Kael leaned into the touch, “Yes… maybe we’ve been running from the wrong things… from each other.”

For a long time, they sat at their feet, the tree cradling their shared past as the waters raged below. In its indiscriminate fury, the flood forced them into a closeness they had avoided for years, breaking down walls and filling the spaces between with the torrent of unspoken truths.

As the storm began to abate, the water’s retreat laid bare the altered landscape of the city and their lives. Climbing down from their temporary shelter, Kael and Finn were different than when they had ascended—soaked, shivering, but strangely cleansed.

In the clearing haze, Kael and Finn found themselves side by side, their shared silence a testament to the understanding that had quietly unfolded between them. The storm’s chaos seemed a world away as they rested on the remains of a bench, once a park fixture now barely recognizable.

Finn picked at the peeling paint of the bench, his voice barely above a whisper, “Do you remember when Leira asked if the world would ever be like the stories? Full of green forests and clean rivers?”

Kael’s eyes shimmered with the recollection. “She wanted to see the world we saw in our old picture books. I didn’t have the heart to tell her it was already too late.”

He nodded, the lines on his face deepening. “I used to tell her we’d make our own little paradise, right in the backyard.” A soft, sorrowful chuckle escaped him. “She believed me.”

“She believed in a lot of things,” Kael added, her voice thick with emotion. “She believed we could fix it all.”

Kael remembered the summer Leira had passed- the relentless heat, the drought, and the afternoon she had been lost outside their community for hours. She didn’t want to remember what had happened when they’d finally found her- but it was inevitable. “Why was it us? Why was it her?” She found herself asking him.
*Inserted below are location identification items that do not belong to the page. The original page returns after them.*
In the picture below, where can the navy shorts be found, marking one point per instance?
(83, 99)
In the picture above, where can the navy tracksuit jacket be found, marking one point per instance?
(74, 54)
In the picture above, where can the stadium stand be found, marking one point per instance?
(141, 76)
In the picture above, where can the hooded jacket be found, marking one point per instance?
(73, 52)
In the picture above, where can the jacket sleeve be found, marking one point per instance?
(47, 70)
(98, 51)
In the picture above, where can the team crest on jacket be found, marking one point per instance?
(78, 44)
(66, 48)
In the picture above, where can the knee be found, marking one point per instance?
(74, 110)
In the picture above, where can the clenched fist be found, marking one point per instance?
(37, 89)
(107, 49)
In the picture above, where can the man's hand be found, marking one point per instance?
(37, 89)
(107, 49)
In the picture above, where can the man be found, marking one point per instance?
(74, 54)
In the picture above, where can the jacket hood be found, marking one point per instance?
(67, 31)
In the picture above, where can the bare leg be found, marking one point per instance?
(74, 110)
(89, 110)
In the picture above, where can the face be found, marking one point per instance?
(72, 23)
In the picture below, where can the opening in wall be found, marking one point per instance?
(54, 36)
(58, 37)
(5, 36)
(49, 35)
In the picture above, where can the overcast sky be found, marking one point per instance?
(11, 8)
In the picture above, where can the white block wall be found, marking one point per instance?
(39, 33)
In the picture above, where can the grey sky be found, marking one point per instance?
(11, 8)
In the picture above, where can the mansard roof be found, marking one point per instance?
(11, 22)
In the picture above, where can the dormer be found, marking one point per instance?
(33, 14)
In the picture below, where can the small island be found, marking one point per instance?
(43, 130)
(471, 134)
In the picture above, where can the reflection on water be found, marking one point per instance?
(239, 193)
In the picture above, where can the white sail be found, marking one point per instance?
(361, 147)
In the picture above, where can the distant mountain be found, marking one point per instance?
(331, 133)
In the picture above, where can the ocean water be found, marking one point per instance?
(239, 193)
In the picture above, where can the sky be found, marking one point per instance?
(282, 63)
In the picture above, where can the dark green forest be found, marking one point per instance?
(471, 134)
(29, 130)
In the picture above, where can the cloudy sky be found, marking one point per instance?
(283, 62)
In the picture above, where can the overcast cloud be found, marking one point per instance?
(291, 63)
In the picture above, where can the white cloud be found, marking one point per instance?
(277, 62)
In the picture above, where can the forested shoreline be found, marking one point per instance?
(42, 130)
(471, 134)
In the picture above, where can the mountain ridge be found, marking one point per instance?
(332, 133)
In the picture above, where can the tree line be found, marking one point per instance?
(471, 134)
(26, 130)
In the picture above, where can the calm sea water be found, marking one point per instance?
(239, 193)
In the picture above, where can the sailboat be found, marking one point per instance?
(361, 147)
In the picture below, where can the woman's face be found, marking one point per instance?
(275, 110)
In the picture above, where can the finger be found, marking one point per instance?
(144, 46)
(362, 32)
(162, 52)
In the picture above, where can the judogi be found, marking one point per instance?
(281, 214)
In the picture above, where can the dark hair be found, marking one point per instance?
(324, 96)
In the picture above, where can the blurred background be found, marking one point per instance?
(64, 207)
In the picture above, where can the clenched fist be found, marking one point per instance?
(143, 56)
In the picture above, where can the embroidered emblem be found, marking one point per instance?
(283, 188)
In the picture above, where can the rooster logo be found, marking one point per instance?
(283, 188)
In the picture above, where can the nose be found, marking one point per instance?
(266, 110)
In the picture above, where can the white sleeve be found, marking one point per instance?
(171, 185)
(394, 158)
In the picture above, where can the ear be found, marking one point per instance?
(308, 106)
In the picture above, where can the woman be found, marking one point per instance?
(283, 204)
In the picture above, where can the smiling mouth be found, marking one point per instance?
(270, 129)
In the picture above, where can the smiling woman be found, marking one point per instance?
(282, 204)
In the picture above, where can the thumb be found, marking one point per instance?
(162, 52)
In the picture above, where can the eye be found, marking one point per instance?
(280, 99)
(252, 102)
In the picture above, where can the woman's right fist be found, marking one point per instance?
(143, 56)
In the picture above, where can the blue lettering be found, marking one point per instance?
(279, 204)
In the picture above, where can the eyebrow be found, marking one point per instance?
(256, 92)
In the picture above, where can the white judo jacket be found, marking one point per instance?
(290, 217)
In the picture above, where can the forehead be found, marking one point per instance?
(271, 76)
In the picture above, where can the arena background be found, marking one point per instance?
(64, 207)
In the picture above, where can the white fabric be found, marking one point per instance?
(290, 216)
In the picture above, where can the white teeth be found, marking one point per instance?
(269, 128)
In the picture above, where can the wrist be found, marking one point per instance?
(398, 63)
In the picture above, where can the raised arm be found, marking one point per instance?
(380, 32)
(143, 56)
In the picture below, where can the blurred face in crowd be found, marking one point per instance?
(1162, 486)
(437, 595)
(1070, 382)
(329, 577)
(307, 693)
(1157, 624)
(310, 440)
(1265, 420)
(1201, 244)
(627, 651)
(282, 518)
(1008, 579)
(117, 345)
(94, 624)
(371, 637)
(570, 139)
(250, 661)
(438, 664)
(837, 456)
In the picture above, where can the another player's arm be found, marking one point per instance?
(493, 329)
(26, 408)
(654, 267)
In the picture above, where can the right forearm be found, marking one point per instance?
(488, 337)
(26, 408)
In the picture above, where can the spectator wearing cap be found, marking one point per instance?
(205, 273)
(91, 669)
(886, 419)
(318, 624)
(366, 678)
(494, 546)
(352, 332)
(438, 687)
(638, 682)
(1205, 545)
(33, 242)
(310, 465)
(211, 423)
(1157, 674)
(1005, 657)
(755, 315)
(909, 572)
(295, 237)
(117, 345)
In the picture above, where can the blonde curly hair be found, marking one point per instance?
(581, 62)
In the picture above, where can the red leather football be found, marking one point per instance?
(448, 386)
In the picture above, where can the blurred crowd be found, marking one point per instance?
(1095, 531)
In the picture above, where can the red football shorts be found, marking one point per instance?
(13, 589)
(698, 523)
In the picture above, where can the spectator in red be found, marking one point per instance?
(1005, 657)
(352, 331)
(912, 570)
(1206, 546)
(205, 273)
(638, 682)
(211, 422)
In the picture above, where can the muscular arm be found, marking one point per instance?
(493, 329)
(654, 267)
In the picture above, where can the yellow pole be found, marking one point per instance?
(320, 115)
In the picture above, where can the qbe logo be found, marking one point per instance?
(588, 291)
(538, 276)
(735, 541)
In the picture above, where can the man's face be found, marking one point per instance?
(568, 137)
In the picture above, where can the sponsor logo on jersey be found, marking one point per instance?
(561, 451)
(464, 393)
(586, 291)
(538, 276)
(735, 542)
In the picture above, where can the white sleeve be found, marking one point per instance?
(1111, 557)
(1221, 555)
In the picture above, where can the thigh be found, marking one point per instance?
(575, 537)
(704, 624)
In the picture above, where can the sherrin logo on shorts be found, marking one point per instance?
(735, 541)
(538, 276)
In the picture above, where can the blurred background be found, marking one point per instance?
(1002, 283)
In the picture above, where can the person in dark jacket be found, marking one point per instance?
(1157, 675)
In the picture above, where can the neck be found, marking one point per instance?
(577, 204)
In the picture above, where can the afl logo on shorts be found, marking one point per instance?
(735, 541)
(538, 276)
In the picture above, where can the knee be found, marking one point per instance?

The question that never went away.

Finn reached out, his hand covering Kael’s. “We did everything we could, Kael. It had to happen to someone. Why shouldn’t it have been us?”

The sorrow was tangible, wrapping around them like the creeping vines that overtook the city’s forgotten walls. “She was our little sprout,” Finn said, his voice breaking. “I keep thinking she’ll appear somewhere, out of the concrete, reaching for the sun.”

Kael said nothing to this and let the silence hang between them. Eventually, they stood and walked amongst the washed-away streets to find the race organization’s rescue team. The workers wrapped them in blankets and separated them into two tents, separated by gender. Kael did not look for Finn again after that.

When she emerged after a few hours of rest from the tent, she found herself walking the streets alone as the sun was setting. Everything was dry now, and it was as though the flood had never happened.

She came upon the tree that had allowed Finn and her to reach safety on a roof and climbed it without thinking about why she was doing so. At the top, she found that Finn had also returned to the same spot and then gone on his way. He seemed to have made a small shrine with bits of debris and concrete at the place where they’d spoken during the storm. In the center, he had piled up dirt that had washed onto the roof and written Leira’s name with a stick.

Kael took out the flower that had survived in her pocket despite the day’s happenings and dug the seeds into the mound that Finn had made. She smiled, knowing that one day, this building would collapse, but there would still be some life that they had touched together going onward.

And so, Kael, too, went onwards. Through the park, through the city in the cool, humid night. And onto what change would come next.